Arithmetic compilation¶

class property default_ufunc_mode : 'jit-lookup' | 'jit-calculate' | 'python-calculate': The default ufunc compilation mode for this FieldArray subclass.

class property dtypes : list[numpy.dtype]: List of valid integer numpy.dtype values that are compatible with this finite field.

class property ufunc_mode : 'jit-lookup' | 'jit-calculate' | 'python-calculate': The current ufunc compilation mode for this FieldArray subclass.

class property ufunc_modes : list[str]: All supported ufunc compilation modes for this FieldArray subclass.

classmethod compile(mode): Recompile the just-in-time compiled ufuncs for a new calculation mode.

Methods¶

additive_order() → int | numpy.ndarray: Computes the additive order of each element in \(x\).

characteristic_poly() → Poly: Computes the characteristic polynomial of a finite field element \(a\) or a square matrix \(\mathbf{A}\).

field_norm() → FieldArray: Computes the field norm \(\mathrm{N}_{L / K}(x)\) of the elements of \(x\).

field_trace() → FieldArray: Computes the field trace \(\mathrm{Tr}_{L / K}(x)\) of the elements of \(x\).

log(base: ElementLike | ArrayLike | None = None) → int | ndarray: Computes the discrete logarithm of the array \(x\) base \(\beta\).

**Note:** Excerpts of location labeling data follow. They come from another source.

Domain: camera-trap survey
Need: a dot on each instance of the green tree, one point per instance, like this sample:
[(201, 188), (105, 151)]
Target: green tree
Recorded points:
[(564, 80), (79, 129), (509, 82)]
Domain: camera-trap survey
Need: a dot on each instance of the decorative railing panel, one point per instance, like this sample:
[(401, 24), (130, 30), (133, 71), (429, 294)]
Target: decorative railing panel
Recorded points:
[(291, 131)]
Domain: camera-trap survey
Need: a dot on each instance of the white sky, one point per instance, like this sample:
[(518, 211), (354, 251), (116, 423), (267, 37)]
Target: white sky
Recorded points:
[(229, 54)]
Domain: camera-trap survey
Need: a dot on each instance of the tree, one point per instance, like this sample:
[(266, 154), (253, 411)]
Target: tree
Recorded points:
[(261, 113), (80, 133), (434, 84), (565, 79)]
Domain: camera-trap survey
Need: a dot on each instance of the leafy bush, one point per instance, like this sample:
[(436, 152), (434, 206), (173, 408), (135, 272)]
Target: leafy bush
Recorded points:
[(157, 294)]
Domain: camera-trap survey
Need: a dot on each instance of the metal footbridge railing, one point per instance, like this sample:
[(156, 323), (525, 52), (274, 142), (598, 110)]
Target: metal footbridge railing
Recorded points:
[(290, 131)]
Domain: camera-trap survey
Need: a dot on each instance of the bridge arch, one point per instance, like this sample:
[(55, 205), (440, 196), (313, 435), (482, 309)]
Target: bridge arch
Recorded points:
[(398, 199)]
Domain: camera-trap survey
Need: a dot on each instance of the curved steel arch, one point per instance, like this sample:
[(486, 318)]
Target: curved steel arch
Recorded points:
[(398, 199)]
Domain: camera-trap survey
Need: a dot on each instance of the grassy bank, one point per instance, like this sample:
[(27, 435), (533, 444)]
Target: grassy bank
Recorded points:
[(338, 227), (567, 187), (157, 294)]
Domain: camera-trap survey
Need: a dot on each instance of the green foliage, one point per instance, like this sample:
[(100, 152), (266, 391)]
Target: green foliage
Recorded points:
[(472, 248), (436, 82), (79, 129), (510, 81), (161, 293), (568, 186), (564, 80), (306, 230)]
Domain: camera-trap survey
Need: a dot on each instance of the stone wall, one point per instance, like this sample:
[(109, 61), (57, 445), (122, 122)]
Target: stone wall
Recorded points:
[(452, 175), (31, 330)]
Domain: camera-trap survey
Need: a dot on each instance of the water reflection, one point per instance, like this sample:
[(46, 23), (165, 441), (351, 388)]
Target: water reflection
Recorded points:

minimal_poly() → Poly: Computes the minimal polynomial of a finite field element \(a\).

multiplicative_order() → int | numpy.ndarray: Computes the multiplicative order \(\textrm{ord}(x)\) of each element in \(x\).

Linear algebra¶

column_space() → Self: Computes the column space of the matrix \(\mathbf{A}\).

left_null_space() → Self: Computes the left null space of the matrix \(\mathbf{A}\).

lu_decompose() → tuple[Self, Self]: Decomposes the input array into the product of lower and upper triangular matrices.

null_space() → Self: Computes the null space of the matrix \(\mathbf{A}\).

plu_decompose() → tuple[Self, Self, Self]: Decomposes the input array into the product of lower and upper triangular matrices using partial pivoting.

row_reduce(ncols: int | None = None, ...) → Self: Performs Gaussian elimination on the matrix to achieve reduced row echelon form (RREF).

row_space() → Self: Computes the row space of the matrix \(\mathbf{A}\).

Properties¶

class property characteristic : int: The prime characteristic \(p\) of the Galois field \(\mathrm{GF}(p^m)\).

class property degree : int: The extension degree \(m\) of the Galois field \(\mathrm{GF}(p^m)\).

class property irreducible_poly : Poly: The irreducible polynomial \(f(x)\) of the Galois field \(\mathrm{GF}(p^m)\).

class property name : str: The finite field’s name as a string GF(p) or GF(p^m).

class property order : int: The order \(p^m\) of the Galois field \(\mathrm{GF}(p^m)\).

class property prime_subfield : type[FieldArray]: The prime subfield \(\mathrm{GF}(p)\) of the extension field \(\mathrm{GF}(p^m)\).

Attributes¶

class property is_extension_field : bool: Indicates if the finite field is an extension field, having prime power order.

class property is_prime_field : bool: Indicates if the finite field is a prime field, having prime order.

class property is_primitive_poly : bool: Indicates whether the irreducible_poly is a primitive polynomial.

is_square() → bool | numpy.ndarray: Determines if the elements of \(x\) are squares in the finite field.